We also tested the prewarm time in the same setting. It takes metastore 25 seconds to load all databases/tables/partitions from MySql database. Note in slow database such as Azure, the number could be much bigger but we have not tested yet. Metastore would only open listening port after prewarm. All metastore client request will be rejected before prewarm is done.

Memory Optimization

We plan to adopt two memory optimization techniques.

The first one is to separate storage descriptor from table/partition. This is the same technique we used in HBaseMetastore work and is based on the observation major components of storage descriptors are shared. The only storage descriptor components which might change from partition to partition is the location and parameters. We extract both components from shared storage descriptors and stored in partition level instead.

The second technique is intern shared string as suggested in HIVE-16079, which is based on the observation most strings in parameters are the same.

Cached Objects

The key objects to store in the cache are

  • Db

  • Table

  • Partition

  • Permanent functions

  • Constraints

  • ColumnStats

We will cache thrift objects in cache, so we can simply implement a wrapper on top of the RawStore API.

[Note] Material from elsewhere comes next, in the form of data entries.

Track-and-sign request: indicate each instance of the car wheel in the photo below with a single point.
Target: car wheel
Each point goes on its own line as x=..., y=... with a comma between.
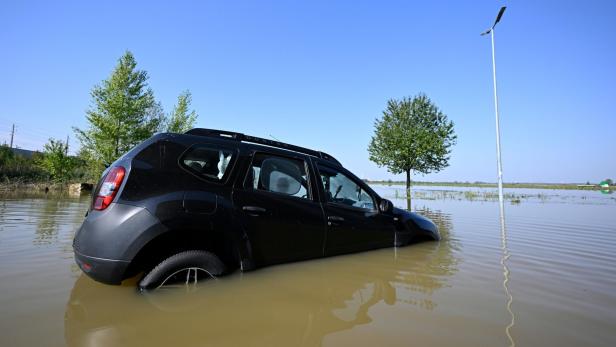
x=183, y=269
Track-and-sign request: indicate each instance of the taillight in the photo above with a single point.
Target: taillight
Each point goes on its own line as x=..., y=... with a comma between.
x=109, y=188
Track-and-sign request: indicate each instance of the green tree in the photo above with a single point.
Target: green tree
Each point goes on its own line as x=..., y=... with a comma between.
x=412, y=136
x=181, y=119
x=123, y=113
x=55, y=161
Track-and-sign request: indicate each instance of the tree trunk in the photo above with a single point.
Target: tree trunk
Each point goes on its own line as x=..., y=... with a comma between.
x=408, y=189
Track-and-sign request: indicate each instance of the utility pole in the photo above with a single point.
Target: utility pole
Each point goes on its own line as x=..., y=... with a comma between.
x=12, y=135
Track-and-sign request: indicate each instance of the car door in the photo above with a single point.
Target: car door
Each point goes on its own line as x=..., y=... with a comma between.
x=281, y=216
x=353, y=219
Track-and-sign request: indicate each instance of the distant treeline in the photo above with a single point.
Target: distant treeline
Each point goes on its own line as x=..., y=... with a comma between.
x=586, y=186
x=18, y=168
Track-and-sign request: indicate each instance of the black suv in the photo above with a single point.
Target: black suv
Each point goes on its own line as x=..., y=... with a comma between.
x=182, y=206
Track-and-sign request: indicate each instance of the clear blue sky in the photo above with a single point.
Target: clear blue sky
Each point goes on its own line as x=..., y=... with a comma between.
x=318, y=73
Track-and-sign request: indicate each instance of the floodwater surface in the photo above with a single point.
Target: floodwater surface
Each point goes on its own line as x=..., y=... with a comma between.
x=547, y=279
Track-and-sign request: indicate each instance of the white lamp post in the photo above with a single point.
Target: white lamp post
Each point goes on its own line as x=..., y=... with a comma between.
x=498, y=159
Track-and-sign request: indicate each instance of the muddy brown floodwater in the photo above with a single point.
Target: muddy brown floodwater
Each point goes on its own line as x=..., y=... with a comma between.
x=547, y=279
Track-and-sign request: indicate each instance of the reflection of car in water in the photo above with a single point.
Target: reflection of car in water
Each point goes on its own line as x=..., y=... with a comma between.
x=182, y=206
x=297, y=304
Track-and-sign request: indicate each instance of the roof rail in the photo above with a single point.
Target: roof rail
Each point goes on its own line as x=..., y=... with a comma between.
x=253, y=139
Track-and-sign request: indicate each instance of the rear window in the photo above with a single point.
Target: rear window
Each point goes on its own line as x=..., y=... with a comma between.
x=208, y=161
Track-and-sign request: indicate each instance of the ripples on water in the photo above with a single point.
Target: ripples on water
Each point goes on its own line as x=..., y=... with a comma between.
x=561, y=278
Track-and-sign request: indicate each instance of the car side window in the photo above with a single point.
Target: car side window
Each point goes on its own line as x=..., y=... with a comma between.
x=207, y=161
x=278, y=175
x=341, y=189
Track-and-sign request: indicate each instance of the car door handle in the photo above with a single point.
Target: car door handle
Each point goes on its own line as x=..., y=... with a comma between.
x=334, y=220
x=254, y=210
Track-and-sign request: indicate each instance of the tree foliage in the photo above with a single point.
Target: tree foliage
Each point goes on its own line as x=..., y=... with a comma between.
x=55, y=161
x=412, y=136
x=123, y=113
x=181, y=119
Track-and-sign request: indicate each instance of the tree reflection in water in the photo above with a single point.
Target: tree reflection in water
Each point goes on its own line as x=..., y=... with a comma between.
x=294, y=304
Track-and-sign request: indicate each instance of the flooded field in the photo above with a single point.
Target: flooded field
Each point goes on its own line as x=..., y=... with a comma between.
x=547, y=279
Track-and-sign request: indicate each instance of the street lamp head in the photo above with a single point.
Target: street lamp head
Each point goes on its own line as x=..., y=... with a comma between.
x=498, y=17
x=500, y=14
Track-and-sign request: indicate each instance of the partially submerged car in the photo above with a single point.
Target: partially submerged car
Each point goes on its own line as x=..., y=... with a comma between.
x=179, y=207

We don’t plan to cache roles and privileges as we are in favor of external access control system such as Ranger, and put lesser focus on SQLStdAuth.

Cache Update

For local metastore request that changes an object, such as alter table/alter partition, the change request will write through to the wrapped RawStore object. In the mean time, we should be able to update the cache without further fetching data back from SQL database.

For remote metastore updates, we will either use a periodical synchronization (current approach), or monitor event log and fetch affected objects from SQL database ( HIVE-18661 - Getting issue details... STATUS ). Both options are discussed already in “Cache Consistency” section.

Aggregated Statistics

We already have aggregated stats module in ObjectStore ( HIVE-10382 - Getting issue details... STATUS ). However, the base column statistics is not cached and needs to fetch from SQL database everytime needed. We plan to port aggregated stats module to CachedStore to use cached column statistics to do the calculation. One design choice yet to make is whether we need to cache aggregated stats, or calculate them on the fly in the CachedStore assuming all column stats are in memory. But in either case, once we turn on aggregate stats in CacheStore, we shall turn off it in ObjectStore (already have a switch) so we don’t do it twice.

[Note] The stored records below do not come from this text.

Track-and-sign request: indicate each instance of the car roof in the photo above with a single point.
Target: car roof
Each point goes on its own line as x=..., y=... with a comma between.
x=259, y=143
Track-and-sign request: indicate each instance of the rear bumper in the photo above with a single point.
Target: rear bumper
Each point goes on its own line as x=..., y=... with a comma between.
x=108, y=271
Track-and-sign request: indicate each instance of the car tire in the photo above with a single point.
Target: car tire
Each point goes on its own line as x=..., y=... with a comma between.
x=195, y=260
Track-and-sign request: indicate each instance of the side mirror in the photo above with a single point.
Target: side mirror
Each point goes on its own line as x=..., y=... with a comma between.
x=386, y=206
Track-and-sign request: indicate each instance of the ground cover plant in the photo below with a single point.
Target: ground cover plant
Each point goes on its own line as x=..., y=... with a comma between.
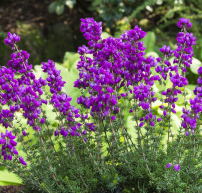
x=92, y=146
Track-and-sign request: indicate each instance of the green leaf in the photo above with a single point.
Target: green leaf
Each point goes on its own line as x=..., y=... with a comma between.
x=107, y=16
x=70, y=77
x=105, y=35
x=70, y=59
x=59, y=9
x=153, y=54
x=52, y=7
x=9, y=178
x=149, y=41
x=195, y=65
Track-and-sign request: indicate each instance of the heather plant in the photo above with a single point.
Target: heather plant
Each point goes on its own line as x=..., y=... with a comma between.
x=91, y=148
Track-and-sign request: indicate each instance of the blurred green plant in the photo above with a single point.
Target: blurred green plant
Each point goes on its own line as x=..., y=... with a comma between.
x=58, y=6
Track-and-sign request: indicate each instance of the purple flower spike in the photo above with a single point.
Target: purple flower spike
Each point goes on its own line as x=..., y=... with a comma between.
x=141, y=124
x=24, y=133
x=159, y=119
x=10, y=157
x=113, y=118
x=131, y=110
x=177, y=167
x=22, y=161
x=123, y=94
x=42, y=120
x=168, y=165
x=152, y=123
x=2, y=141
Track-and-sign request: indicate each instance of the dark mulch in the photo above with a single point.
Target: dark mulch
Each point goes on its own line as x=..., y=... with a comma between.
x=11, y=189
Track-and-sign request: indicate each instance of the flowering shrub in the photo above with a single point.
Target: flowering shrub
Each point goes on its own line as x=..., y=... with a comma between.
x=90, y=148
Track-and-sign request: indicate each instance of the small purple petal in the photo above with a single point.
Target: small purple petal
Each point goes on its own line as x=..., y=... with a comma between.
x=187, y=133
x=177, y=167
x=168, y=165
x=113, y=118
x=141, y=124
x=24, y=133
x=159, y=119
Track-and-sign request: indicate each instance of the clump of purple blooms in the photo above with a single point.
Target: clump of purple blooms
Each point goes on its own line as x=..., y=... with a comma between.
x=117, y=71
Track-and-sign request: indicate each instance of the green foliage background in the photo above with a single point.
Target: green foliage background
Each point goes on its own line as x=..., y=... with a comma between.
x=70, y=74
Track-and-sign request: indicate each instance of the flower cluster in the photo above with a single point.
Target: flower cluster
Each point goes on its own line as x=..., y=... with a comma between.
x=12, y=39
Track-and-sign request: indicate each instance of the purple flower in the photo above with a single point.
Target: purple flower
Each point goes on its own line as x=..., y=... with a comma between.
x=159, y=119
x=42, y=120
x=187, y=133
x=24, y=133
x=131, y=110
x=152, y=123
x=113, y=118
x=123, y=94
x=22, y=161
x=177, y=167
x=184, y=23
x=141, y=124
x=168, y=165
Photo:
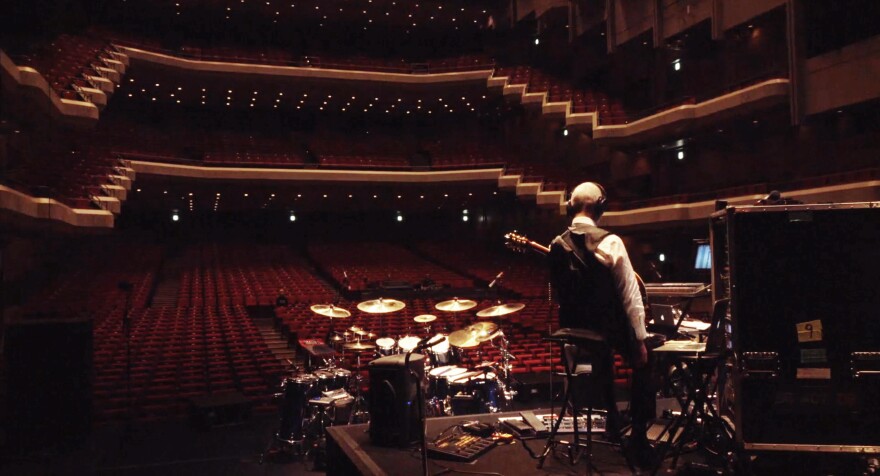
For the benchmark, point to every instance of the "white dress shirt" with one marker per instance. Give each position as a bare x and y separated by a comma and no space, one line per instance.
612,253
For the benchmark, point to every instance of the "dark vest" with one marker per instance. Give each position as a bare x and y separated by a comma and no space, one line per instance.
585,288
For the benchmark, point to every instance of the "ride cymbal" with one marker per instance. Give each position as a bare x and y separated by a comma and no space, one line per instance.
500,310
381,306
473,335
455,305
425,318
359,346
463,339
330,311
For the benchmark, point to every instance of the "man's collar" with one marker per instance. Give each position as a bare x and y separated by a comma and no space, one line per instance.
582,220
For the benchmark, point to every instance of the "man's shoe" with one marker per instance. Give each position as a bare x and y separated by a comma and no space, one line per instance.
639,452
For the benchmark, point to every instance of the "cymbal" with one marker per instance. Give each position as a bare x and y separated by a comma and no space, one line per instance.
455,305
463,339
330,311
425,318
359,346
473,335
381,306
485,328
500,310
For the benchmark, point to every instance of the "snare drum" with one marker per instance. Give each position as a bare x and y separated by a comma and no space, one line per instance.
438,380
442,354
341,378
385,346
296,392
474,392
408,343
326,381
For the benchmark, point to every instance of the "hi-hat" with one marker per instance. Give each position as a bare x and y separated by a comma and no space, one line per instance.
500,310
330,311
359,346
381,306
455,305
473,335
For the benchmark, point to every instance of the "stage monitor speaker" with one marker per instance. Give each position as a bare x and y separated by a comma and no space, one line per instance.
802,282
50,375
394,418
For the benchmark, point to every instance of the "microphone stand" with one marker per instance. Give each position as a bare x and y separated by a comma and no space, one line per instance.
420,404
126,331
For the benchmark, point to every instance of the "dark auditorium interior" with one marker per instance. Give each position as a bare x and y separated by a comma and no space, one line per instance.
266,237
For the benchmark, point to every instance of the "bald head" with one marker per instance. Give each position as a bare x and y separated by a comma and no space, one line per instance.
585,197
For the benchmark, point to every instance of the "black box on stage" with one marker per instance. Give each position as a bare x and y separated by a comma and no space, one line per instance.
219,409
805,308
50,374
394,418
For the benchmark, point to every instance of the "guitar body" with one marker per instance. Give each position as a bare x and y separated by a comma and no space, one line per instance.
620,327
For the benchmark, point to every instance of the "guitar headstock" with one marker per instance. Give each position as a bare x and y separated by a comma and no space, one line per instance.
516,242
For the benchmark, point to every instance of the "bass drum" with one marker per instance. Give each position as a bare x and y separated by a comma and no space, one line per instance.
296,391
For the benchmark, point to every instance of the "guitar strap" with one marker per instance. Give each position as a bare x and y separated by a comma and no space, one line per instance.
569,245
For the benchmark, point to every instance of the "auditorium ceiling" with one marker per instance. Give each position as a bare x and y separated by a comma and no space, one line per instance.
157,193
169,90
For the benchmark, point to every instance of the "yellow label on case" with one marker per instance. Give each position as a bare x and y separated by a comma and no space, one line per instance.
814,373
809,331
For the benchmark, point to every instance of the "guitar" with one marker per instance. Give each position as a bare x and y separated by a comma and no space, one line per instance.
521,243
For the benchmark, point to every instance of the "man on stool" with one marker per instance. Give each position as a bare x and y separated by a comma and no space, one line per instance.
596,288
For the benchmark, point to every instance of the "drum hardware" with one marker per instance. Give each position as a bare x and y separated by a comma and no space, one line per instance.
408,343
359,413
385,346
499,311
332,312
425,319
442,353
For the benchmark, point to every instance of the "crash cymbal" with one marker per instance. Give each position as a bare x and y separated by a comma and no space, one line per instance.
330,311
473,335
381,306
463,339
425,318
455,305
500,310
358,346
482,328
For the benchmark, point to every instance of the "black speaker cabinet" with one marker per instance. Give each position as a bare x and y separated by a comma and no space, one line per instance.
50,381
394,418
805,306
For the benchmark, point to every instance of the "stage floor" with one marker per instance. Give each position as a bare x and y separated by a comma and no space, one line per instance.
350,452
175,447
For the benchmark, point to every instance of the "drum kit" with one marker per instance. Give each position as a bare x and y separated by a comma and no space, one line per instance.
328,394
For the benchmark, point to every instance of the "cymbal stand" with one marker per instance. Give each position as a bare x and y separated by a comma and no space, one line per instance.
505,374
359,414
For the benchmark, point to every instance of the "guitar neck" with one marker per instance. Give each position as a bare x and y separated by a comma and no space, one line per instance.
539,247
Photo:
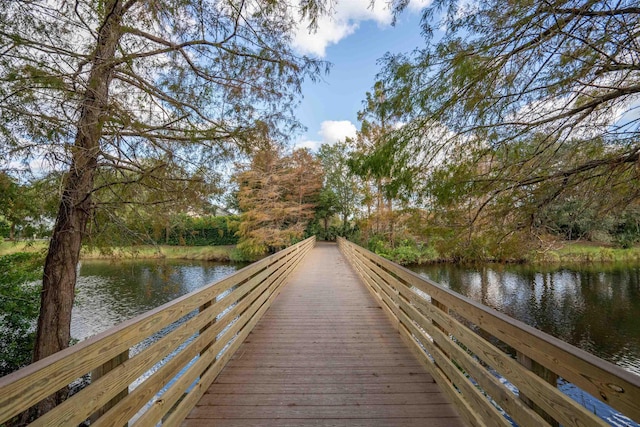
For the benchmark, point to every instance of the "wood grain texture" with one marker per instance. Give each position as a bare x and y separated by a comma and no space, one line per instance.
324,354
251,290
458,354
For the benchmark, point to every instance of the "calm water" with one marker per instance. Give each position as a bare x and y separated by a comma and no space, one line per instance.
109,293
596,308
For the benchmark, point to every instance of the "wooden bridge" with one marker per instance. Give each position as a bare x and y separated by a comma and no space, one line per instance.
315,336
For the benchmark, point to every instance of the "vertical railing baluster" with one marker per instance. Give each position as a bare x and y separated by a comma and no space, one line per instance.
103,370
544,373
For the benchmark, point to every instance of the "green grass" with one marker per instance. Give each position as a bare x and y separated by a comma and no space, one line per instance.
572,253
204,253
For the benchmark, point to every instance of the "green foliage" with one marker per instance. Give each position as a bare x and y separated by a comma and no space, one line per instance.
278,195
19,305
202,231
405,252
511,127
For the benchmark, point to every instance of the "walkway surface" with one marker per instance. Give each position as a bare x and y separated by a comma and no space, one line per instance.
324,354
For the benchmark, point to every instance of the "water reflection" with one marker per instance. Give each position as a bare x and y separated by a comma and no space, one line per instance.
111,292
596,308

This is one of the most important operations in Hive metastore we want to optimize. The ObjectStore already have the ability to evaluate an expression against a list of partitions in memory. We plan to adopt the same approach. The assumption is even though we need to evaluate expression of every partitions of the table in memory, calculation time is still much lesser than database access time even though we can push some expression conditions to sql database. This is supported by some initial testing (shown below), but need to evaluate more in the future. In case it becomes a problem, a memory index to accelerate in memory expression evaluation is possible.

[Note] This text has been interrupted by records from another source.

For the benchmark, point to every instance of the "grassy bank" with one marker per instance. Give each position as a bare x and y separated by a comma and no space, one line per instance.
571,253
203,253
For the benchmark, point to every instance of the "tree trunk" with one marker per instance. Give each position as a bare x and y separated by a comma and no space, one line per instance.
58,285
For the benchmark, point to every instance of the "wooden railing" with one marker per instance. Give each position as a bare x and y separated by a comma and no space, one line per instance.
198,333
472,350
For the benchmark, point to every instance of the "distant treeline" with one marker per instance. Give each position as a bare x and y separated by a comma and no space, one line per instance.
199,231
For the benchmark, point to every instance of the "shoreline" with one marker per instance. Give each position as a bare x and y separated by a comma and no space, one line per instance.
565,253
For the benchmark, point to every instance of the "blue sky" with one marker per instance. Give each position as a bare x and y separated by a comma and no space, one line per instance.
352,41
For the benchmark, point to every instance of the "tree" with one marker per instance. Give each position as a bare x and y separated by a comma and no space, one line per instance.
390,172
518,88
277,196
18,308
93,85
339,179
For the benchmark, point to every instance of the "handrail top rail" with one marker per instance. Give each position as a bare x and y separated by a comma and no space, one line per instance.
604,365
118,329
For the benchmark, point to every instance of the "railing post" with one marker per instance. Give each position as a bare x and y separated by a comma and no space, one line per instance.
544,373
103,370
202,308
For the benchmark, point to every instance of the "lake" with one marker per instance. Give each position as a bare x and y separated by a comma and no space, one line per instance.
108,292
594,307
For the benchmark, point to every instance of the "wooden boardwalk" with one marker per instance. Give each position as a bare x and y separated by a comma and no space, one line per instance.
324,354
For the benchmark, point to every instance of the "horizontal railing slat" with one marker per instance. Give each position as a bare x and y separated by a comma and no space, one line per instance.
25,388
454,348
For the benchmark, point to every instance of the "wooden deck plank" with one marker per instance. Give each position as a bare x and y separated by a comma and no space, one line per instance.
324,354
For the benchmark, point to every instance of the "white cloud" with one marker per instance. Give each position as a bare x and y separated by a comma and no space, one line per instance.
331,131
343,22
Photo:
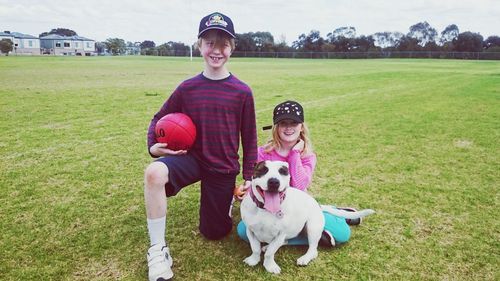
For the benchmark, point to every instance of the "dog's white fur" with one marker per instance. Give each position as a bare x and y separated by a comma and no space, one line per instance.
298,211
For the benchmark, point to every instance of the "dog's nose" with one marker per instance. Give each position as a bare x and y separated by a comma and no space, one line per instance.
273,184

CachedStore will implement a RawStore interface. CachedStore internally wraps a real RawStore implementation which could be anything (either ObjectStore, or HBaseStore). In HiveServer2 embedded metastore or standalone metastore setting, we will set hive.metastore.rawstore.impl to CachedStore, and hive.metastore.cached.rawstore.impl (the wrapped RawStore) to ObjectStore. If we are using HiveCli with embedded metastore, we might want to skip CachedStore since we might not want prewarm latency.

Potential Issues

There are maybe some potential issue or unimplemented featrue in the initial version due to time limitation:

  1. Remote metastore invalidation by monitoring event queue. Discussed above and may not make it in version 1

  2. getPartitionsByFilter may not be implemented. This API takes a string form of expression which we need to parse and evaluate in metastore. This API is only used in HCatalog and for backward compatibility. Hive itself will use getPartitionsByExpr which takes a binary form of expression and already addressed

  3. It is better to have a cache memory estimation, so we can control the memory usage of cache. However, memory estimation could be tricky especially considering interned string. In the initial version, we might only put a limit on the number of partitions, as we saw the memory usage is dominant by partition.

  4. In current design, once cache usage exceeds threshold (number of partitions exceeds threshold, or memory usage exceeds threshold in future version), Metastore will exit. If the metastore is still running with missing cache, some operations such as getPartitionsByExpr would produce wrong result. One potential optimization is we evict cache in table level, i.e., once memory is full, evict some tables alongs with all its partitions. When we want a missing table/partition, retrieve the table along with all partitions from SQL database. This is possible but adds a lot of complexity to the current design. We might only consider it if we observe memory footprint is excessive in the future.

  5. In prewarm, we fetch all partitions of a table in one SQL operation. This might or might not be a problem. However, fetching partition one by one is either not an option as it would take excessive long time. We might need to find some way to address it (like paging) if this becomes a problem

Compare to Presto

In our design, we sacrifice prewarm time and memory footprint in change of simplicity and better runtime performance. By monitoring event queue, and can solve the remote metastore consistency issue which is missing in Presto. Architecture level, CachedStore is a lightweight cache layer wrapping the real RawStore, with this design, there’s nothing prevent us to implement alternative cache strategy in addition to our current approach.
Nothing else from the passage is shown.